Improving precision of A/B experiments using trigger intensity
Tanmoy Das, Dohyeon Lee, Arnab Sinha
TL;DR
The paper tackles the challenge of low precision in industry A/B experiments caused by small treatment effects and the high cost of identifying all trigger observations. It introduces a sampling-based evaluation that infers trigger status from a subset of observations, deriving theoretical results showing bias decays inversely with the sample size $m$ and demonstrating substantial variance reduction. Through simulations and real online data, it shows that sampling as little as $0.1\%$ of observations can eliminate bias in simulated settings and that empirical SE can drop by about $36.5\%$, improving the ability to detect small effects. The work provides a practical methodology for cost-effective precision enhancement in production A/B platforms, with clear guidance on sample sizes and expected bias-variance tradeoffs.
Abstract
In industry, online randomized controlled experiment (a.k.a. A/B experiment) is a standard approach to measure the impact of a causal change. These experiments have small treatment effect to reduce the potential blast radius. As a result, these experiments often lack statistical significance due to low signal-to-noise ratio. A standard approach for improving the precision (or reducing the standard error) focuses only on the trigger observations, where the output of the treatment and the control model are different.
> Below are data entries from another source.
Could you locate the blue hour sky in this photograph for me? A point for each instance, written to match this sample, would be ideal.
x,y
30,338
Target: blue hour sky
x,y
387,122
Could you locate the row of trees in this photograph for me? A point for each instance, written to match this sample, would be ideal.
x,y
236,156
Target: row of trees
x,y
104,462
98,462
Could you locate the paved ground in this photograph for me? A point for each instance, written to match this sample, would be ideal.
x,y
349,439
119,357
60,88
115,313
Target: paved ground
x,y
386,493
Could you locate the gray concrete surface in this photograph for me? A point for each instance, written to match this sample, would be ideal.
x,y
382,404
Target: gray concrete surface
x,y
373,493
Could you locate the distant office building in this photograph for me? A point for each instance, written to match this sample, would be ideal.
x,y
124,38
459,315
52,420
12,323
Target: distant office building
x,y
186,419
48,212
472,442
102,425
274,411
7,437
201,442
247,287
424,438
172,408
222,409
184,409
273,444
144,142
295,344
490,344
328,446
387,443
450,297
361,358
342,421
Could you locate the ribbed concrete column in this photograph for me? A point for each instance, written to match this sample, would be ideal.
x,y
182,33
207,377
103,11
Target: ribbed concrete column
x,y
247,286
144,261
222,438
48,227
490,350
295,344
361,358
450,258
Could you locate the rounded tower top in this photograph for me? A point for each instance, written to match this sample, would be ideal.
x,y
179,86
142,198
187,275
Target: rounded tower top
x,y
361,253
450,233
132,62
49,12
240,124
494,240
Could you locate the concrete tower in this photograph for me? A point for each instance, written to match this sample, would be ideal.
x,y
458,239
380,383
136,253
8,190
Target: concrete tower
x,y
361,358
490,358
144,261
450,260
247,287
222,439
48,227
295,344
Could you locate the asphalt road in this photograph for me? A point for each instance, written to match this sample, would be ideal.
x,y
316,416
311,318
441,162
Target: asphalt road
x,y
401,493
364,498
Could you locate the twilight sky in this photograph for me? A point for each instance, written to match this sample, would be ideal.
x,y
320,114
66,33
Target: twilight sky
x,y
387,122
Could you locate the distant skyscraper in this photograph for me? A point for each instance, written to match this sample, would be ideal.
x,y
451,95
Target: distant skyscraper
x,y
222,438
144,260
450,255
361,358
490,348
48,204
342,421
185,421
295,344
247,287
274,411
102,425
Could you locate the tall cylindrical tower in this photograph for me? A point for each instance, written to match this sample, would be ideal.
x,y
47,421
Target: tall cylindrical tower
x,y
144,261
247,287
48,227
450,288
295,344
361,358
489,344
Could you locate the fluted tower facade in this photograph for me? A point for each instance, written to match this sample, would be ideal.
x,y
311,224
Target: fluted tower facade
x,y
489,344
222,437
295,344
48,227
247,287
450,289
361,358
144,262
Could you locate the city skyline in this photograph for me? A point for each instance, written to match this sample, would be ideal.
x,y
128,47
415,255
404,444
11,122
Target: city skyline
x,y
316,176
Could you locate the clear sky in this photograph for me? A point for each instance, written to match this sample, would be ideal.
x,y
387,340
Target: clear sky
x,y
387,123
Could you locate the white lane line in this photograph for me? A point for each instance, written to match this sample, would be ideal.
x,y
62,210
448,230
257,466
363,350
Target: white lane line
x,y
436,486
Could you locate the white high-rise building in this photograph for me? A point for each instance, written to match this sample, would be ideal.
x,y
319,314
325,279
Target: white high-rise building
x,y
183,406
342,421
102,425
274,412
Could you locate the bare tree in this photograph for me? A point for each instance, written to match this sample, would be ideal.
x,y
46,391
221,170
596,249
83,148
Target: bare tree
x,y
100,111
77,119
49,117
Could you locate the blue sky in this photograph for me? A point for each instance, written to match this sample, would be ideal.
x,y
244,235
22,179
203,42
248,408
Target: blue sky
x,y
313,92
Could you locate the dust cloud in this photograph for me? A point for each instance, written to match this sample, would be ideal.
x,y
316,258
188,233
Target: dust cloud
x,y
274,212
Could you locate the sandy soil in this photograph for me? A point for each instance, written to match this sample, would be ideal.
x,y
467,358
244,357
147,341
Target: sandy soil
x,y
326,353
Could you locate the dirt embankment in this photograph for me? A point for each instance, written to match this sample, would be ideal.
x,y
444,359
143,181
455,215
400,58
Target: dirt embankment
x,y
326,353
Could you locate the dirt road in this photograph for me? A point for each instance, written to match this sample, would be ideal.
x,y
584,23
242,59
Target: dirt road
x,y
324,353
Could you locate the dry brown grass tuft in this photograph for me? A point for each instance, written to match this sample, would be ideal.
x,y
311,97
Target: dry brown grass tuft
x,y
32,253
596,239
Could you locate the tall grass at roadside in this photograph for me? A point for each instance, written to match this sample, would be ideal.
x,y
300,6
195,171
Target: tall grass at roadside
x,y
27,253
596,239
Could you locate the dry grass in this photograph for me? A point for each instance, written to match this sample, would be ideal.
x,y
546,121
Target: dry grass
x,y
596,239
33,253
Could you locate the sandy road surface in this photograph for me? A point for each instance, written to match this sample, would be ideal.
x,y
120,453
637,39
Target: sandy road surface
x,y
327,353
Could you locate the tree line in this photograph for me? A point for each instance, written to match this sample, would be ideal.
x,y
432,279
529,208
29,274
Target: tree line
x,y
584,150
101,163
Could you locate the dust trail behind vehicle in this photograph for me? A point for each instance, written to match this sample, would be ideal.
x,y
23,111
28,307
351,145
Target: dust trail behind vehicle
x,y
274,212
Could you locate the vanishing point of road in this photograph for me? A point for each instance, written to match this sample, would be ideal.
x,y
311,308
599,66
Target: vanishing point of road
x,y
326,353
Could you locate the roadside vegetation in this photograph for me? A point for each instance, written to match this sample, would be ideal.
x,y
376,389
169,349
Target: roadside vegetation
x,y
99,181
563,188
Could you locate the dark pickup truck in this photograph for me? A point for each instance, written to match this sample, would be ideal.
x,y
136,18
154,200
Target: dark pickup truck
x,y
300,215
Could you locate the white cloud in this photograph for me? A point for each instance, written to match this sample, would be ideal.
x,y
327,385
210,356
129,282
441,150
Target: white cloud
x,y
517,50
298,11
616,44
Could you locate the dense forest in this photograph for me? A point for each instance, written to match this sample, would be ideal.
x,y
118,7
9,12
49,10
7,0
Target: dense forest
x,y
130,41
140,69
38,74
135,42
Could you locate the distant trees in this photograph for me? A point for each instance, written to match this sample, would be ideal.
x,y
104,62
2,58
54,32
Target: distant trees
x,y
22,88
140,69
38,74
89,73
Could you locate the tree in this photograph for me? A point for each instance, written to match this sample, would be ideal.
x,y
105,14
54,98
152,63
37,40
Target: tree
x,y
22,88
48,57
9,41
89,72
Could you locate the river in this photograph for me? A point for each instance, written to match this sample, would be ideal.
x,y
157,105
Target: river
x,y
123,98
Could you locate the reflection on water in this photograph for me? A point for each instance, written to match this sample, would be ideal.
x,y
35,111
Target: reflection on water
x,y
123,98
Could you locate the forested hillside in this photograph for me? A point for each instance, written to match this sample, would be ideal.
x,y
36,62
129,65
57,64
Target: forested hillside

Although evaluation with full information about trigger observations (full knowledge) improves the precision, detecting all such trigger observations is a costly affair. In this paper, we propose a sampling based evaluation method (partial knowledge) to reduce this cost. The randomness of sampling introduces bias in the estimated outcome. We theoretically analyze this bias and show that the bias is inversely proportional to the number of observations used for sampling. We also compare the proposed evaluation methods using simulation and empirical data. In simulation, bias in evaluation with partial knowledge effectively reduces to zero when a limited number of observations (<= 0.1%) are sampled for trigger estimation. In empirical setup, evaluation with partial knowledge reduces the standard error by 36.48%.